Plus de 800m2 sont disponibles, une surface immense pour y installer une boulangerie. Mais Joffrey Clin voit grand ; il imagine tout de suite les possibilités qui s’offrent à lui dans un tel espace. Aujourd’hui, ce sont déjà 400m2 qui sont exploités par le couple, répartis entre boutique et espace de production. Outre les vitrines de présentation des produits, une salle au design épuré avec 50 couverts assis a été créée ainsi qu’un espace de réunion. D’autres idées de développement germent aussi dans l’esprit du jeune homme qui souhaite mettre à disposition un bar d’accueil pour les artisans de la région où ils viendraient présenter leur production. Sont d’ores et déjà attendus un brasseur et une fleuriste. Joffrey et Manon Clin ont investi plus de 500 000 euros pour créer leur commerce qui repose sur le concept de « trio ». « Trio pour boulangerie, pâtisserie, traiteur ; entrée, plat, dessert et toutes nos créations sont déclinées selon trois recettes différentes. »

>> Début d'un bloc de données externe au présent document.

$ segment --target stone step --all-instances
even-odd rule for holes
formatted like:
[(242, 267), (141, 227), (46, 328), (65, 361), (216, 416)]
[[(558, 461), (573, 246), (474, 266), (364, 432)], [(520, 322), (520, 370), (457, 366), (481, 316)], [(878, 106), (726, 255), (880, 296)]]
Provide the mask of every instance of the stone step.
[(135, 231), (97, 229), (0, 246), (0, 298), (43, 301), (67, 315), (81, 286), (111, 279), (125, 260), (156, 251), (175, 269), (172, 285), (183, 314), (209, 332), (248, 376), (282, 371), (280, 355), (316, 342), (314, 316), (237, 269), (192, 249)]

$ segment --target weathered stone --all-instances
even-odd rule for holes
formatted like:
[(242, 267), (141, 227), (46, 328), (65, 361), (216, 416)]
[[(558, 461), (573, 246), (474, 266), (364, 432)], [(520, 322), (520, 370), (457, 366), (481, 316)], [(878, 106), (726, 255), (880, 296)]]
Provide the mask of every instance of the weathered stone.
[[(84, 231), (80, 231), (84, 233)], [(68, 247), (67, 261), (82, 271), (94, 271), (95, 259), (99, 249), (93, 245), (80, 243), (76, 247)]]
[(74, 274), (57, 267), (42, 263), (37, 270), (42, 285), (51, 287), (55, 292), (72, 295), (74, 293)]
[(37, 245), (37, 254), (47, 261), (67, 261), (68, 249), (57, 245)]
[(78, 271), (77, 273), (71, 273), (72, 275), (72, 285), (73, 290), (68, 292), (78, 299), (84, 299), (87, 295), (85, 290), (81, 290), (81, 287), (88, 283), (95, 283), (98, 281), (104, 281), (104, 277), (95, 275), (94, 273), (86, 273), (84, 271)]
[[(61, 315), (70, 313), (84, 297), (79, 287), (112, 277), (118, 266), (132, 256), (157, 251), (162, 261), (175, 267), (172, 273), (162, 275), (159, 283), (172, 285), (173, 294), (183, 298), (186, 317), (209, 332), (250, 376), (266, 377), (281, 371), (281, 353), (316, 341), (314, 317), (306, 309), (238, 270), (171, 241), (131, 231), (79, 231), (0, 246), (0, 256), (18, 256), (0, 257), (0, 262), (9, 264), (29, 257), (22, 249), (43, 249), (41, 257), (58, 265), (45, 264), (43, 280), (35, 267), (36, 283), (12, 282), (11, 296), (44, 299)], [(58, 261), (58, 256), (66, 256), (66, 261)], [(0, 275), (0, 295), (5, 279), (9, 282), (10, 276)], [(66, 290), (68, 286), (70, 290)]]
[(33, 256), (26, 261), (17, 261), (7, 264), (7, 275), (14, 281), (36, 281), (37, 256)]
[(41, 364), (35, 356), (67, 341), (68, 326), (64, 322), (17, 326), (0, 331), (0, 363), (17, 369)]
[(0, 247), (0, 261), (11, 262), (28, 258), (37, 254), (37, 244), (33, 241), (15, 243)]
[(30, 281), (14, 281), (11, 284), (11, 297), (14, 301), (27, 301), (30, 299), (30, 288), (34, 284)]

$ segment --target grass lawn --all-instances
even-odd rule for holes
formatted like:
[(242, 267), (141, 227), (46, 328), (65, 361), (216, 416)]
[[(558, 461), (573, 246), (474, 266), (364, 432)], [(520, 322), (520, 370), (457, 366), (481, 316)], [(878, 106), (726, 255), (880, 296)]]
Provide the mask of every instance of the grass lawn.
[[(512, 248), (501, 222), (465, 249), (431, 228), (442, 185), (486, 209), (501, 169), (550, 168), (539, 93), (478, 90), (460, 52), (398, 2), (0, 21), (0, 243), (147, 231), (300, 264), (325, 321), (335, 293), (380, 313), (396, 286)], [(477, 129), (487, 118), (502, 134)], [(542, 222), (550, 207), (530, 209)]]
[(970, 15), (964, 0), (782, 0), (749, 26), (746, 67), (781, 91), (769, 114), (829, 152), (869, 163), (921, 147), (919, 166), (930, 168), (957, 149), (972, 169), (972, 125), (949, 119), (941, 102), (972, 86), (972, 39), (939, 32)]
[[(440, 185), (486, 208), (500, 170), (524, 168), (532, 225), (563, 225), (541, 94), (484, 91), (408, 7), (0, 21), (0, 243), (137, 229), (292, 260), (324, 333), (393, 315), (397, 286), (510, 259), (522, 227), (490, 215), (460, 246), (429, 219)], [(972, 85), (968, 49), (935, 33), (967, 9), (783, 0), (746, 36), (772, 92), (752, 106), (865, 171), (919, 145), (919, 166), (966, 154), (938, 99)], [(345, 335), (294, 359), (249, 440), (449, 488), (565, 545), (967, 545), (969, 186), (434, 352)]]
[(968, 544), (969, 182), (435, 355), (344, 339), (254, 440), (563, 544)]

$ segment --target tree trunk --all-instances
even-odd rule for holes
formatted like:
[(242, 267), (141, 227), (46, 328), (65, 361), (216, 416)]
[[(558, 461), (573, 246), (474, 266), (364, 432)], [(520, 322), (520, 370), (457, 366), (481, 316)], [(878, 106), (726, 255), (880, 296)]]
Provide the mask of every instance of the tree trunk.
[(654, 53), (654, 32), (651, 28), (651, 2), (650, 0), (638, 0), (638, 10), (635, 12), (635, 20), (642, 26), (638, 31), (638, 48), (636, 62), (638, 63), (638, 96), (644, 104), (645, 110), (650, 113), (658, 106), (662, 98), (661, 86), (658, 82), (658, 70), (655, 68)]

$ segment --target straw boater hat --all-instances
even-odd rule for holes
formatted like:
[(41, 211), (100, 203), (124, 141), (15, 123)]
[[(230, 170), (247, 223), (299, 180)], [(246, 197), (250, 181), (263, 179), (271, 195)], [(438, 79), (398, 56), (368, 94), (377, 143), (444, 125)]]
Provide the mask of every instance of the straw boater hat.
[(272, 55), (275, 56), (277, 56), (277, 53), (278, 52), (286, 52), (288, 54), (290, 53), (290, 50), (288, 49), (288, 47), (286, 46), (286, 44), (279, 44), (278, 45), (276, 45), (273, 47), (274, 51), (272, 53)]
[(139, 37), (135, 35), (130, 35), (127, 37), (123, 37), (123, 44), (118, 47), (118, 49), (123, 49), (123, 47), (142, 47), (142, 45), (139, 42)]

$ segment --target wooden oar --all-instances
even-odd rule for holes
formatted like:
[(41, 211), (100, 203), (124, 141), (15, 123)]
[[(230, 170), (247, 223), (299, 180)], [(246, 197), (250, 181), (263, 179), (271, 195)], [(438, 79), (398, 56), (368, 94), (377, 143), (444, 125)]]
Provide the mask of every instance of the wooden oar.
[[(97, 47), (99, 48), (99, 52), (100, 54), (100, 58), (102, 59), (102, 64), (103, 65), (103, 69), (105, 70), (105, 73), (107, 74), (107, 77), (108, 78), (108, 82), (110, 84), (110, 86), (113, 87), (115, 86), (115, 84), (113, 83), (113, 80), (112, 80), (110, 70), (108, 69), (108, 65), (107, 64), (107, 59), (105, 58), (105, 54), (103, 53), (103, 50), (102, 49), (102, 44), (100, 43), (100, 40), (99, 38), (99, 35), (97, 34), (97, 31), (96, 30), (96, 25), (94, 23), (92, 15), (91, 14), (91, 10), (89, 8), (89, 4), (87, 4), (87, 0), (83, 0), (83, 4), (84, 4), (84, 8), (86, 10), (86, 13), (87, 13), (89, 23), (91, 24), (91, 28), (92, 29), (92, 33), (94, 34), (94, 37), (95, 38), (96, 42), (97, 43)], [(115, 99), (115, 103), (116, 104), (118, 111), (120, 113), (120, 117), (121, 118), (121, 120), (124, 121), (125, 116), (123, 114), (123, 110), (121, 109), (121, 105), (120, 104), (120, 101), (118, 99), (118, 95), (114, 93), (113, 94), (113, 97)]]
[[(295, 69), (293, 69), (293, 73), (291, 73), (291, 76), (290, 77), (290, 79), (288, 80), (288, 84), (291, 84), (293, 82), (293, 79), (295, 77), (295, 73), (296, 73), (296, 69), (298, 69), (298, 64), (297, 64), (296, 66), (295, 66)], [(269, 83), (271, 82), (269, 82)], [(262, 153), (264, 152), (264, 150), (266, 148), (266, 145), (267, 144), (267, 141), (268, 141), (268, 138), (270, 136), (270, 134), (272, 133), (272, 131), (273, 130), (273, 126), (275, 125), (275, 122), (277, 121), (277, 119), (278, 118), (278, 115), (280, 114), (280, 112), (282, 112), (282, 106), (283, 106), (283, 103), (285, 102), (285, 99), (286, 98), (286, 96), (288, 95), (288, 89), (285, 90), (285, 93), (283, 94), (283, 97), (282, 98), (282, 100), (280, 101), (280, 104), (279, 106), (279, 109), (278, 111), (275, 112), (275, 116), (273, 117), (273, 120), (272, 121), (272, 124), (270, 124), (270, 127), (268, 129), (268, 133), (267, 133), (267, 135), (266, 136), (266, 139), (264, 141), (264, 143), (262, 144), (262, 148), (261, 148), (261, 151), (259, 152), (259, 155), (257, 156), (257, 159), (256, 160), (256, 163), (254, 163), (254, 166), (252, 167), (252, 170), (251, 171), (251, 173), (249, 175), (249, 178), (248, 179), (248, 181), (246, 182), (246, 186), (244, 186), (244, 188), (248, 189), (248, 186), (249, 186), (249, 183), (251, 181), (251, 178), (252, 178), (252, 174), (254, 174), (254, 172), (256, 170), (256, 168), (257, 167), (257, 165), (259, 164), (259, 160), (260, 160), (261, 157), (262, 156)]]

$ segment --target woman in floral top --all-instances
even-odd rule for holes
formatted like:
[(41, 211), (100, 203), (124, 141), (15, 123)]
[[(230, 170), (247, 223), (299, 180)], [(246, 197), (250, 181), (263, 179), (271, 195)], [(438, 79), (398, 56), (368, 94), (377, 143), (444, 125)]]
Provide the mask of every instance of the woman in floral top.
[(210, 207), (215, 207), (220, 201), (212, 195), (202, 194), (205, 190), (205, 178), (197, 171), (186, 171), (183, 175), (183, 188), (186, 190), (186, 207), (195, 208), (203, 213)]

L’IMPORTANCE DU BIEN-ÊTRE AU TRAVAIL

Fort de son expérience chez les Compagnons du Devoir et de chef d’équipe d’une centrale de production de six boulangeries-pâtisserie, Joffrey Clin s’est entouré de huit collaborateurs . A peine installée, la boulangerie a décroché le titre de Meilleur croissant au beurre 2019 de la Marne du concours organisé par la Fédération de Boulangerie. Résolument ancré dans la modernité avec une offre de produit 50% traditionnelle, 50% originale, le couple l’est aussi dans sa manière de manager les équipes. Des séances de « team building » sont régulièrement organisées à travers des sorties sportives ou de loisirs en groupe. Également investi dans les relations patrons/apprentis chez les Compagnons du Devoir, Joffrey Clin insiste sur l’importance de la cohésion d’équipe et du bien-être au travail dans un métier qui demande beaucoup d’investissement.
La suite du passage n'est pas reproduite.